Écrit le 19 novembre 2008 par Jiceo

Huit ans de cotisation au PS, huit ans de bavardage stérile, le prix d’une leçon de réalisme : le PS n’est pas un parti politique. Et, la gauche française n’est pas prêt de gagner. Elle n’en a d’ailleurs pas envie. Il lui faudrait pour cela élaborer un projet politique en prise directe avec les contingences terrestres. Et ça, elle n’en veut pas. Certes, elle sait jouer à la conquête du pouvoir. Elle en maîtrise les codes, les tics et le langage. Mais elle ne veut pas des responsabilités associées.

Congrès de Reims ou pas, le cirque continue. Oui, mais tout le monde (militants, journalistes…) fait semblant de croire que le problème du PS est un problème de leadership, que le spectacle n’est qu’un combat de chefs. Rien n’est plus faux. Cela n’est que la surface des choses, à l’instar de l’océan qui se laisse voir comme un reflet scintillant jeté sur des gouffres sombres. Mais, la surface de l’océan n’est à chaque instant que la résultante des forces qui lui donnent vie (soleil, courants, marées, vent, ressac…) comme la direction du parti n’est que la résultante des forces internes qui le constituent. Et le problème du parti socialiste n’est pas un problème politique, ce n’est pas un problème d’organisation. C’est un problème culturel, un problème de représentation du monde. Le militant du PS c’est Don Quichotte qui se voudrait homme d’État, mais sans descendre de sa mule, sans mettre les pieds et les mains dans la boue de l’action terrestre. Impossible. Boire le nectar enivrant de la morale ou conduire le char de l’État, il faut choisir.

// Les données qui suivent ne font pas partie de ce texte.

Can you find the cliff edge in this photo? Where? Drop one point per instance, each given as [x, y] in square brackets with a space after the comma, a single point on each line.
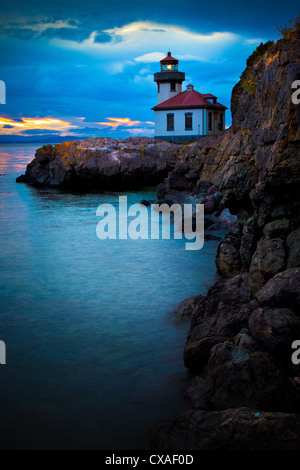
[245, 391]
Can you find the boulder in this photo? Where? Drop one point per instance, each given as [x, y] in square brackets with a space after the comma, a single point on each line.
[102, 163]
[222, 315]
[232, 429]
[238, 377]
[275, 330]
[268, 260]
[282, 291]
[293, 245]
[187, 307]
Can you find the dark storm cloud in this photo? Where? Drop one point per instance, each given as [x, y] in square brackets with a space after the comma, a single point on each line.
[67, 59]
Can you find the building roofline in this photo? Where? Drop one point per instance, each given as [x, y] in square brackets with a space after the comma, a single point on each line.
[199, 106]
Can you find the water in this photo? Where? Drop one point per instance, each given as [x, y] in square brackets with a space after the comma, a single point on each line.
[94, 356]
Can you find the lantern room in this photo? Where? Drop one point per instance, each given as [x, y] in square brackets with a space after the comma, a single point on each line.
[169, 63]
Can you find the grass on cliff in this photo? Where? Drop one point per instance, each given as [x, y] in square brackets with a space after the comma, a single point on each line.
[288, 31]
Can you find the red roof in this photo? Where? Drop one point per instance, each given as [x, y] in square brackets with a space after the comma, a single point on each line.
[169, 60]
[188, 99]
[208, 95]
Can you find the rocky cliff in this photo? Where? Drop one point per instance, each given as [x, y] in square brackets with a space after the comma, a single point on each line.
[102, 163]
[245, 392]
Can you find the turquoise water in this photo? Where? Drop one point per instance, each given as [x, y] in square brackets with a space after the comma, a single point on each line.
[94, 355]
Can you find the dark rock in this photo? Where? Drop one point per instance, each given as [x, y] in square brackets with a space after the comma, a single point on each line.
[268, 260]
[282, 291]
[102, 163]
[275, 330]
[222, 315]
[249, 238]
[209, 236]
[187, 307]
[228, 260]
[195, 392]
[277, 229]
[293, 244]
[237, 377]
[232, 429]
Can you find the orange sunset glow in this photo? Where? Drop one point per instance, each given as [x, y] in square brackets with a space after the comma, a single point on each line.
[11, 126]
[115, 122]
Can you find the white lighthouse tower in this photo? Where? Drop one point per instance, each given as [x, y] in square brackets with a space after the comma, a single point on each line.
[169, 80]
[184, 116]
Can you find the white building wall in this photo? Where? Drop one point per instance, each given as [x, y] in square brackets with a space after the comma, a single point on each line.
[160, 118]
[165, 91]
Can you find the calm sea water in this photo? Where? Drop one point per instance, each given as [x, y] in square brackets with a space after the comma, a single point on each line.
[94, 355]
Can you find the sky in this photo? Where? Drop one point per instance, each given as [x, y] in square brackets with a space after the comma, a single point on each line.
[74, 68]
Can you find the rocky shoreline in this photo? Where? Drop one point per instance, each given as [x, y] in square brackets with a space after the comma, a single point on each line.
[245, 391]
[101, 164]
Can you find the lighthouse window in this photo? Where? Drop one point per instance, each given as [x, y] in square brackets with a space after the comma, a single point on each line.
[188, 121]
[170, 122]
[221, 121]
[210, 121]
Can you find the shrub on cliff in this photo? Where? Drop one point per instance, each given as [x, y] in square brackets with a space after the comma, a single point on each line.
[248, 76]
[288, 31]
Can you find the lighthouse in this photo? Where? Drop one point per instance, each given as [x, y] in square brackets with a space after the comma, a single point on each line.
[184, 116]
[169, 80]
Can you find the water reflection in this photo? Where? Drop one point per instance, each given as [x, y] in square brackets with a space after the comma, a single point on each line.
[93, 357]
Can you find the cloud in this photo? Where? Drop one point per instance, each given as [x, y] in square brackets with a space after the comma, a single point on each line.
[116, 122]
[29, 124]
[137, 40]
[150, 57]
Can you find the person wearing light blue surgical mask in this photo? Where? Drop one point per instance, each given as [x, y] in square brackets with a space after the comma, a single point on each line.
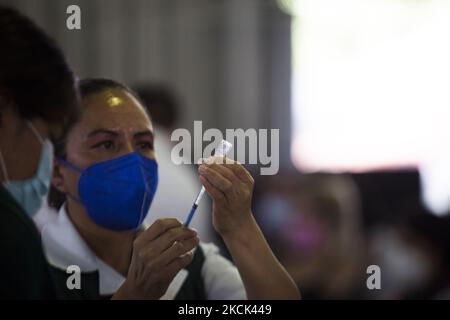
[38, 102]
[29, 193]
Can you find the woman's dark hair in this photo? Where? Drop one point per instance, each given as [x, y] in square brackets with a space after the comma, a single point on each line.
[34, 75]
[87, 87]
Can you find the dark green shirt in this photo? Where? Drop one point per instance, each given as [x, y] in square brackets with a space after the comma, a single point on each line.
[24, 271]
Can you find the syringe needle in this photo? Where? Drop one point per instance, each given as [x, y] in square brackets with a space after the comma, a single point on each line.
[221, 150]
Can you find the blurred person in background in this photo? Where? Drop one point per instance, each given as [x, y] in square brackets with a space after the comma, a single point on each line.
[164, 106]
[414, 257]
[38, 98]
[316, 229]
[105, 178]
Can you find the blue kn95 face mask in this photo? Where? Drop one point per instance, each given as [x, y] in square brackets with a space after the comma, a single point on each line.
[117, 193]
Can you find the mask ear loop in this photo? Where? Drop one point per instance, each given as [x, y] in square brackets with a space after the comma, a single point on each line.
[5, 172]
[74, 168]
[36, 133]
[141, 218]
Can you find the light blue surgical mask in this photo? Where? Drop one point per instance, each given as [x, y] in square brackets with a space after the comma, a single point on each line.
[30, 193]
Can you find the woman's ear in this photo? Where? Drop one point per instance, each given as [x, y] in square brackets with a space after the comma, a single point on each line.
[58, 178]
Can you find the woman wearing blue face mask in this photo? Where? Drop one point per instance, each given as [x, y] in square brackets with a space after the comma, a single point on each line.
[107, 171]
[37, 99]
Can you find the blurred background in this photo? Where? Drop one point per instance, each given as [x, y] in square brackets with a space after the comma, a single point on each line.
[359, 90]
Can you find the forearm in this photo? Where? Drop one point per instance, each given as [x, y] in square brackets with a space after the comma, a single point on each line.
[263, 276]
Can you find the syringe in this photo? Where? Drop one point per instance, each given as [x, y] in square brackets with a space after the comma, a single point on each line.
[222, 149]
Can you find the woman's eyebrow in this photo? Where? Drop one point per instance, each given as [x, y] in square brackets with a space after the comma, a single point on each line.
[101, 131]
[146, 133]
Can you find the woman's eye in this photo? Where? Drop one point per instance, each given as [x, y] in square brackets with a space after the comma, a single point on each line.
[146, 145]
[107, 145]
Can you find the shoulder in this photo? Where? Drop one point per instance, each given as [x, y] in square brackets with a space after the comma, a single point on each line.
[220, 276]
[26, 273]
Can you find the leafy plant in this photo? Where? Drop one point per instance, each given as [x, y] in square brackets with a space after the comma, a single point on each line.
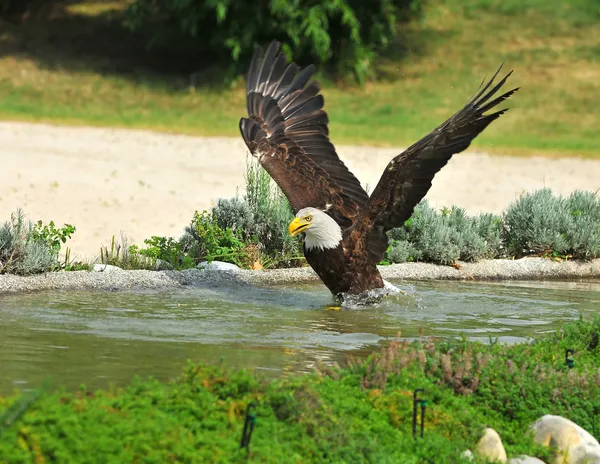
[445, 237]
[205, 240]
[261, 218]
[124, 256]
[359, 412]
[544, 224]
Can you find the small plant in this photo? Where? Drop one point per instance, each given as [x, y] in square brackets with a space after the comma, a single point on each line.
[21, 252]
[206, 240]
[547, 225]
[54, 237]
[445, 237]
[124, 256]
[167, 250]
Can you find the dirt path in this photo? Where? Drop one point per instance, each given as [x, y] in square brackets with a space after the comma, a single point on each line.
[105, 181]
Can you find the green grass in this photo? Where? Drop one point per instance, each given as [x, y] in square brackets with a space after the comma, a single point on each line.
[358, 413]
[438, 62]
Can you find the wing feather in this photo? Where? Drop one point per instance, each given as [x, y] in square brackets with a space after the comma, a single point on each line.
[286, 129]
[408, 176]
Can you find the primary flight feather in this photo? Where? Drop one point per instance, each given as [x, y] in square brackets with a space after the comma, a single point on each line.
[344, 228]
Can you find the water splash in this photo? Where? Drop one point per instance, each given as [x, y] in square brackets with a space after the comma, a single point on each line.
[371, 297]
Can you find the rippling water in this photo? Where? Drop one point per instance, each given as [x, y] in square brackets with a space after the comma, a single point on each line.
[102, 338]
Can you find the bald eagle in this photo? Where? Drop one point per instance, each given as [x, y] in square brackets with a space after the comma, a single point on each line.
[344, 228]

Nombreux parmi les gens de gauche, adhérents ou sympathisants ne sont pas des acteurs politiques, quoi qu’ils disent d’eux-mêmes. Ils adorent les campagnes électorales, les grands meetings où l’on vibre aux bons mots censés clouer au pilori l’adversaire. Ils ne se lassent pas de manifester « contre », forcément « contre » et de brocarder tous ceux qui n’ont pas l’intelligence de penser comme eux. Ils se délectent le mercredi des séances de questions au gouvernement à l’Assemblée nationale, trépignant de bonheur chaque fois que, croient-ils, le coup porté par l’un des leurs va clouer le bec au gouvernement. Ils tombent en pâmoison devant « Les Guignols » dès que Nicolas Sarkozy entre en scène.

Voilà l’horizon politique de la culture (dominante) de gauche. La politique n’est pas le lieu légitime de l’affrontement entre des vérités à jamais partielles et provisoires. Dans la culture (dominante) de gauche la politique est ce lieu de pouvoir occupé (usurpé serait plus juste) par la droite (incarnation du mal) qu’il convient de déloger pour qu’advienne, ipso facto, le bien ; car c’est à partir de là que va s’enraciner puis rayonner sur la terre entière la future société idéale, parfaite, achevée. Même s’il n’est plus explicite, le mythe du grand soir demeure l’arrière plan métaphysique de la pensée de « gôche ». Dans cet univers mental la droite est une survivance illégitime du passé. Sa dissolution naturelle dans la future société parfaite signera le salut de l’humanité.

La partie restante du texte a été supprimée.